OneDrive Auto-Sync Turns SharePoint into Hidden Local Secrets Vaults

The Cloud Security Alliance published an analysis showing how OneDrive’s auto-sync feature can unintentionally replicate sensitive SharePoint document libraries onto local endpoints—often unmanaged contractor devices or BYOD machines without EDR, encryption, or compliance controls. Because SharePoint is widely used for document collaboration, sensitive data frequently resides in libraries that users casually sync to their desktops for convenience.

What organizations often overlook is that synced files behave like local data, bypassing many of the controls applied to cloud-resident content. DLP policies may not trigger, administrators lose visibility, and classification metadata may not carry over to local copies.

These synced folders become invisible storage zones—“secret vaults”—that attackers can exploit through endpoint compromise, data theft, or ransomware. Contractors without encrypted devices pose the greatest risk, as synced content remains stored locally even after access is revoked.

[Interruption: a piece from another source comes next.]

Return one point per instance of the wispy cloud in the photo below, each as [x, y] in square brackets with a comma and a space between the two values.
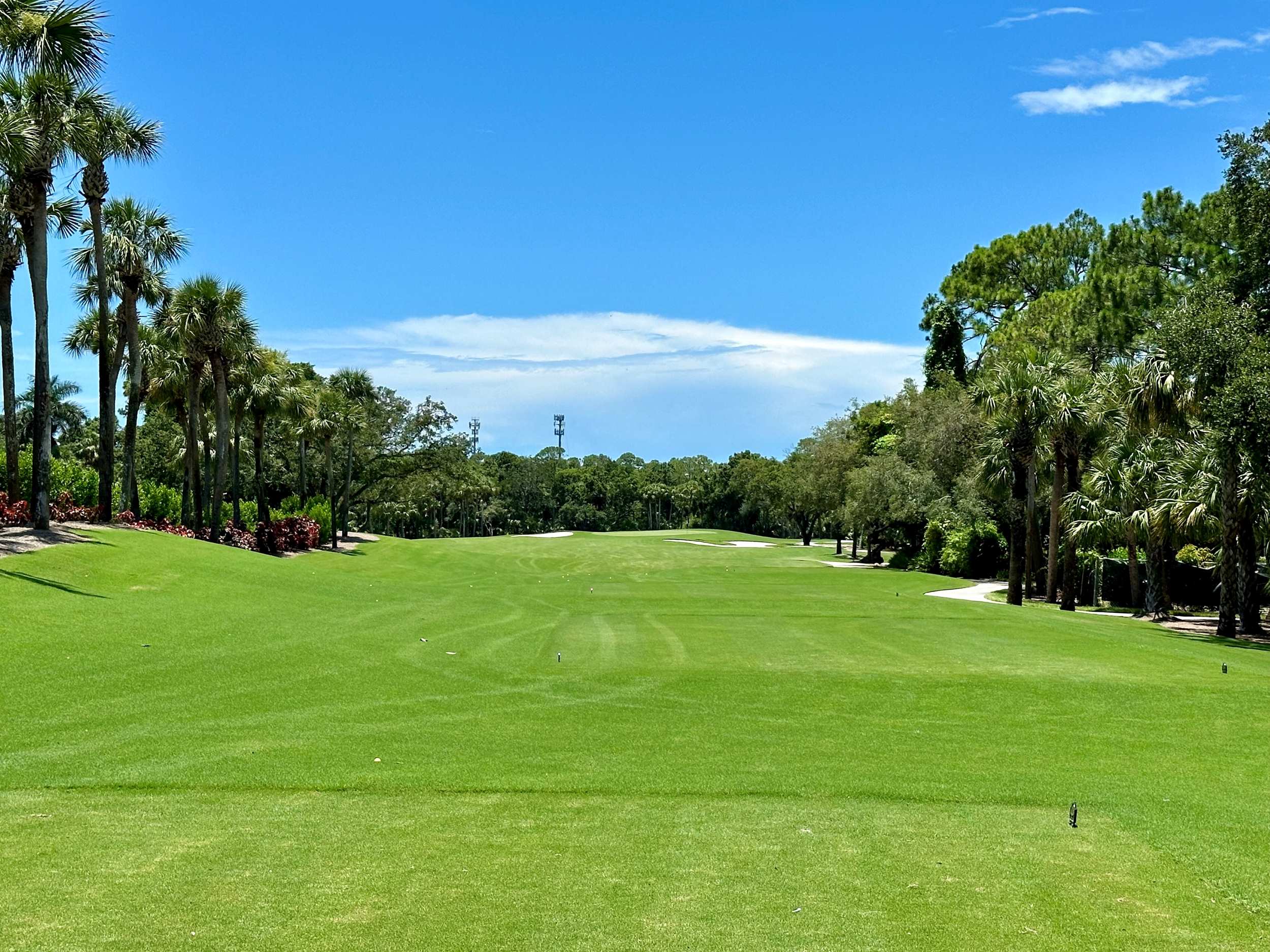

The issue magnifies when organizations rely heavily on external partners, project-based collaboration, or large distributed workforces. Without strict sync governance, organizations lose track of where sensitive data resides. The CSA stresses the importance of treating OneDrive sync as a data distribution mechanism, not a convenience feature, requiring policy governance, logging, and device-level controls.

Recommendations

• Disable auto-sync on sensitive SharePoint libraries.
• Require device encryption and EDR for any device syncing data.
• Enforce conditional access preventing sync to unmanaged endpoints.
• Monitor M365 audit logs for unusual or high-risk syncing behavior.

2. New Claude Code Flaws Highlight the Hidden Risks of Agentic Development

The rush to adopt AI-powered developer tools hit a reality check this week after Anthropic patched multiple security flaws in Claude Code, its agent-based coding assistant. Researchers from Check Point identified vulnerabilities that could allow attackers to execute malicious commands on a developer’s machine or quietly steal sensitive API keys — risks that highlight a growing blind spot in the emerging AI development ecosystem.

Two of the issues centered on how Claude Code handled project configuration files, particularly its automation “Hooks” and Model Context Protocol (MCP) settings. In affected versions, a malicious project could be crafted to trigger command execution before a user formally trusted the environment — effectively enabling remote code execution simply by opening an untrusted directory. A separate flaw allowed attackers to redirect API communications to a rogue endpoint, exposing plaintext API keys without obvious warning. While the technical mechanisms differed, the root issue was the same: implicit trust in project-level configuration.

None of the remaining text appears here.